BY SIDDHI SHAH ’19
With my life, identity and family split across two countries, I grew up a frequent flyer. I know every rule of flying etiquette like the back of my hand. How to pack my entire life into a tiny suitcase, avoid queues, deal with jet lag, and most importantly, tell my ride from the airport that my flight lands an hour after it actually does to make time for that racial profiling I am going to be subjected to.
Flying as a person with anxiety is hard enough, but flying as a person of color definitely ups the ante. For me, flying routines start with a mental meditation on acceptance of the stares and questions I am going to get from airport security. Then comes the part where I actually get to the airport, stand in line to get my boarding pass and do the mental math of how many people of color are going to be on the plane with me, how many other people who are perceived as a "threat to the national security" are going to be on the same plane as me.
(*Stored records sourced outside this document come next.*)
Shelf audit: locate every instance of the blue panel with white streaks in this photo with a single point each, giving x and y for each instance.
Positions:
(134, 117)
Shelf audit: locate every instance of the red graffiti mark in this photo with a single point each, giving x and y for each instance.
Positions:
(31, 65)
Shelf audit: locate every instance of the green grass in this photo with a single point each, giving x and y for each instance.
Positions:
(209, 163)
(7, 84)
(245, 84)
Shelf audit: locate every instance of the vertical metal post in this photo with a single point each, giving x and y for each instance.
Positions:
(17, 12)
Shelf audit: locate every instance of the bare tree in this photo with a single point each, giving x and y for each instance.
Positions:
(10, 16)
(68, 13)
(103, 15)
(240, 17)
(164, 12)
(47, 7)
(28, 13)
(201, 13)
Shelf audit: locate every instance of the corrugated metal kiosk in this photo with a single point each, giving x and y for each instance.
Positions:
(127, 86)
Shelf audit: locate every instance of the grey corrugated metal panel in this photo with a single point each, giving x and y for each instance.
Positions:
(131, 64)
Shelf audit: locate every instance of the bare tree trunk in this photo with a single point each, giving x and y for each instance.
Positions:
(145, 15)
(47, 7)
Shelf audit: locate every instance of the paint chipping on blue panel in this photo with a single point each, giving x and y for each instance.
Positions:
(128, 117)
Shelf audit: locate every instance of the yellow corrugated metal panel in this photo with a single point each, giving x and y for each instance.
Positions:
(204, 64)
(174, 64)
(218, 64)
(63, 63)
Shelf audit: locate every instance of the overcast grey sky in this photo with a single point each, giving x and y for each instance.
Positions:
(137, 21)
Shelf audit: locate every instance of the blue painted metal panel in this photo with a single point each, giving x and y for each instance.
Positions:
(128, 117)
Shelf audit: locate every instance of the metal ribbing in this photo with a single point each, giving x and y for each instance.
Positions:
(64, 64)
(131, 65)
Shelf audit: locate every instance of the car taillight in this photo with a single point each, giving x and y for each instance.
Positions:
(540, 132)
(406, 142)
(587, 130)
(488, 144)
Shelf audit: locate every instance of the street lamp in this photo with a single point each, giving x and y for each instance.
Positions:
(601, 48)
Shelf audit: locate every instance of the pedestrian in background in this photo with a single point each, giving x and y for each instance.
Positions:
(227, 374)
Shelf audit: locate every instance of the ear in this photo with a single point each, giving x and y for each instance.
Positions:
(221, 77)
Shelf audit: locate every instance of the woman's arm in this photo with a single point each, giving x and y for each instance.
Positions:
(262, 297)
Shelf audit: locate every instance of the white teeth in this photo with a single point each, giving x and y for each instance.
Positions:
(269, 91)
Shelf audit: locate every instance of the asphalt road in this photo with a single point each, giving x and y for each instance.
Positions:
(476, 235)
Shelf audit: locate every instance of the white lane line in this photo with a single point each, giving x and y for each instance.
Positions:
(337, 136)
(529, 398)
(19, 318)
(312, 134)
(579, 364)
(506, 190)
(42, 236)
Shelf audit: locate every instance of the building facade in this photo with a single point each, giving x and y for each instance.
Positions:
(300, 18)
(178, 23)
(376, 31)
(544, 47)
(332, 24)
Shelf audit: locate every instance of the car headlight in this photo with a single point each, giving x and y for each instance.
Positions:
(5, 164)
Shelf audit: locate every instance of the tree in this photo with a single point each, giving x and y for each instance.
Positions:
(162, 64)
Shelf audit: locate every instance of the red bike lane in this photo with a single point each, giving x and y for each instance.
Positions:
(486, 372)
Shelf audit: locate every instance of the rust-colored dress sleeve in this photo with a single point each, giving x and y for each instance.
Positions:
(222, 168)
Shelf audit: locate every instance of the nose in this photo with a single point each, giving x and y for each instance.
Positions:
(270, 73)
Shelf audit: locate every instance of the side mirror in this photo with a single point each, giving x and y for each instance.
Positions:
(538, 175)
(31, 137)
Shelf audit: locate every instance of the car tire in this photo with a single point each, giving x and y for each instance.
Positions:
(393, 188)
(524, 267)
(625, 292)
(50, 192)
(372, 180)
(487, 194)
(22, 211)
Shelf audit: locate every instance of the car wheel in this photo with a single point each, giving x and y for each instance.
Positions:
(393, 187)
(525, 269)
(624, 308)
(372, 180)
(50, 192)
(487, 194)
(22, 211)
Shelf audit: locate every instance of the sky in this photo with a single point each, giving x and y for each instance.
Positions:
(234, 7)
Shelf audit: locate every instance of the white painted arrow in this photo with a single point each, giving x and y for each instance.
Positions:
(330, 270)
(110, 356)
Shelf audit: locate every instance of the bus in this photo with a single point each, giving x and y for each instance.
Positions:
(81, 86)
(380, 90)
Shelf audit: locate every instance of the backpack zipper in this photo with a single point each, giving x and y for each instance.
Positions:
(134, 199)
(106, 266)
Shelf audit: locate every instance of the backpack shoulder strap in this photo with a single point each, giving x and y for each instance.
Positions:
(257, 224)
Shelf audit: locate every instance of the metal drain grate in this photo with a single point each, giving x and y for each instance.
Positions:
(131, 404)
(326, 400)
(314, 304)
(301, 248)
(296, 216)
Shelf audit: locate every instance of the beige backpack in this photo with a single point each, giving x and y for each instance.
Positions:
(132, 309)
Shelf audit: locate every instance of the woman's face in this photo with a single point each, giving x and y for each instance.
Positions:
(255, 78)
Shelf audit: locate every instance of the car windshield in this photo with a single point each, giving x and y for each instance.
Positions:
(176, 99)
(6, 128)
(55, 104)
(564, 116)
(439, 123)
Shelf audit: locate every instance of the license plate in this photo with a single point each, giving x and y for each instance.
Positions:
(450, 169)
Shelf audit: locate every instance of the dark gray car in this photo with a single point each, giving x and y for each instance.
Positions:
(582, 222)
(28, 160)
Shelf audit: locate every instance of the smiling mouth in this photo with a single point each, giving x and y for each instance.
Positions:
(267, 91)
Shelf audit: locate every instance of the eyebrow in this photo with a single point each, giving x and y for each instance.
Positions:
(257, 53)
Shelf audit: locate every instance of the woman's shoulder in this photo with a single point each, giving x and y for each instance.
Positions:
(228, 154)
Going through baggage checks is a torment of its own. Even after following every detailed rule, putting my electronics in a separate bin, liquid containers in another and removing my jacket and shoes, as I walk through the scanning machines, I hear how the tone of the officials changes as they address me. The "please" and smiles are instantly dropped and I'm told to stand a little straighter, and raise my hands a little higher. Luckily for me, I can still pick up my bags after this and move on while I look back at my fellow people of color who are asked to open their bags and spill their possessions out for everyone's observation.
Getting into the plane is barely half the battle. The real test of my safety comes when I land. When I have a connecting flight, I'm almost always asked at the connecting airport why I chose this particular country to fly through and this particular airport. I wonder if they just pretend like they don't know I don't have control over how connecting tickets are paired or whether they are just oblivious to the existence of travel agents. When I land at my destination, after the general scrutiny, I am asked to step aside, back to the wall because I need secondary inspection. As all my fellow jet lagged passengers walk past me, onward to get their bags and go back to their cozy beds and warm food, they watch me pitifully. And when another person of color is among those given the liberty to leave, they nod at me sympathetically, silently relieved that they are not standing in my place this time. Jet lagged, I stand there, watching more people receive their stamp of approval. Hearing the official whisper in his radio about the "situation" he has here. Then comes the official to escort me telling me that he is only taking me for "routine secondary investigation," pretending that I have not done this before, pretending that I don't know I am being taken there because I call an Islamic country my home. I fight back the routine tears of humiliation, anxiety and fear. Why am I afraid? I have never committed a crime. Perhaps because of the possibility of what they can do to me even though I haven't committed a crime.
The detention center or the "secondary checking room" is ironically brighter and whiter than all the other rooms in the airport. The room is covered in posters stating "Sexual or physical abuse isn't permitted in this facility," and "Know your rights." My heart stops at the thought of those who have actually had to use the information on these helpful posters. Minutes pass as I sit waiting for my paperwork to be verified again. I see the white male who recently visited Iraq and came in this room after me and left before me, the white couple who just toured a Muslim country and now are facing the consequences and the Muslim couple where the woman wears a hijab and sits close to her husband, clutching his hand out of fear. After what seems like an eternity, the official calls me and the only question he asks is "Where do you study?" As I answer the question I can't help but think why I wasn't asked more questions if I was seen as enough of a threat to be held for nearly an hour. Was the purpose verification or humiliation?
With this new executive order banning people because of the piece of land they were born on, my heart doesn't just break for myself, it also breaks for those people whose hour in the detention center never comes to an end.